The biggest project for the new company would be the Bitcoin exchange.

"The exchange model we're looking at is less similar to what exists now and more similar to the New York Stock Exchange where you have a group of regulated member firms," Silbert said. "They are the only ones who can access the exchange."

The exchange, according to Silbert, would have Bitcoin companies and banks trade Bitcoin and dollars with one another and be able to set a spot price for Bitcoin. The exchange would also settle transactions between member firms every day.

Silbert said he was working in "close collaboration" with other companies, financial institutions, and regulators to get the exchange started, though he declined to cite any of them by name. He did hint, however, that member firms could be companies like Coinbase, which operates Bitcoin wallets for individuals and helps buy and sell Bitcoin, or Circle, which provides payment services for digital currencies. Silbert said that he was aiming to have a "group of founding members in March" that would include a global financial institution.

"One of the key elements to this exchange is the inclusion of a few global banks," he said. "The banks have come to the conclusion that Bitcoin isn't going away. There's an interest to trade Bitcoin to cash and vice versa, that's a service [banks will] provide."

The banking industry has begun to show at least some interest in Bitcoin, with both Bank of America and JPMorgan publishing research on the digital currency.

Any new, U.S.-based Bitcoin exchange would need the approval of regulators in addition to the participation of financial institutions. The two main Bitcoin exchanges aside from the crisis-ridden Mt. Gox — Bitstamp and BTC-e — are based in Slovenia and Bulgaria respectively.

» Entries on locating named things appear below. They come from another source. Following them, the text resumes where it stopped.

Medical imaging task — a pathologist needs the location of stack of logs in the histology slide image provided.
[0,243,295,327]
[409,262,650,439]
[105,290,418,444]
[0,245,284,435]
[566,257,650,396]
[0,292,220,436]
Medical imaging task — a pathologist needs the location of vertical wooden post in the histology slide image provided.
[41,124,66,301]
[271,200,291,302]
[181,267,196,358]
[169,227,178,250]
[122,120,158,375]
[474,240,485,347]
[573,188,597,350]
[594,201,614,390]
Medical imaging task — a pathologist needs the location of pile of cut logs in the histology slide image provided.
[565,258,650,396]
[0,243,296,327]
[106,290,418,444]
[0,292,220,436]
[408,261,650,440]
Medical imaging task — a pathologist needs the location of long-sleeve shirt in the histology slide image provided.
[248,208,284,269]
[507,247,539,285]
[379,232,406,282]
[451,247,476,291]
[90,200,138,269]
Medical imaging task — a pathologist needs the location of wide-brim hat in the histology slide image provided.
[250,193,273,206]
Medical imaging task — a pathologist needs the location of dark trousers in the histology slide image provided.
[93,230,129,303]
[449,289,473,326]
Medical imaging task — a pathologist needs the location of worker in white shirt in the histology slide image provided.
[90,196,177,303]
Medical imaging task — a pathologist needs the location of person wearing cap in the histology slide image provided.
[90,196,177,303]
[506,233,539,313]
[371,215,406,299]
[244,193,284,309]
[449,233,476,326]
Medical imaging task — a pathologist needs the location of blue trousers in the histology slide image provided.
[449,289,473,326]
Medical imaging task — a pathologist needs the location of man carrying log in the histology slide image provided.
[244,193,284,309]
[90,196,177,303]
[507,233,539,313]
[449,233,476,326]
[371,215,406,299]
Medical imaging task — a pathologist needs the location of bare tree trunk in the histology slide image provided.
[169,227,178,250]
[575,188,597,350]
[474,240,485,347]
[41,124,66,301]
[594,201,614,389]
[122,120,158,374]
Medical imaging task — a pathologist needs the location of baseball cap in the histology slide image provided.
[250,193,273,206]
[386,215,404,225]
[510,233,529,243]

Silbert wouldn't say which regulators he has talked with, but he did note that SecondMarket is a registered broker dealer, and that he considered the regulatory environment for Bitcoin favorable.

"Regulators, in a productive way, have come out in promoting the idea of regulation. They've all said Bitocin isn't a bad thing," Silbert said.

One of those encouraging regulators is Ben Lawsky, the head of the New York State Department of Financial Services, who regulates New York banks, insurance companies, and other financial companies. "The long-term strength of the virtual currency industry will require robust safety and soundness requirements — so customers have faith that their money won't get caught in a virtual black hole," Lawsky said in a statement Tuesday. "And if we get those rules right, perhaps we can make New York and the United States a magnet for legitimate, well-regarded exchanges and other virtual currency firms."

Silbert isn't the only Bitcoin backer unfazed, at least publicly, by Mt. Gox's demise. Fred Wilson, whose Union Square Ventures has invested in Coinbase, wrote today on his blog that, "I bought a little Bitcoin today. Not much. But I always feel good buying when there is blood in the streets in any market. It is my favorite time to buy."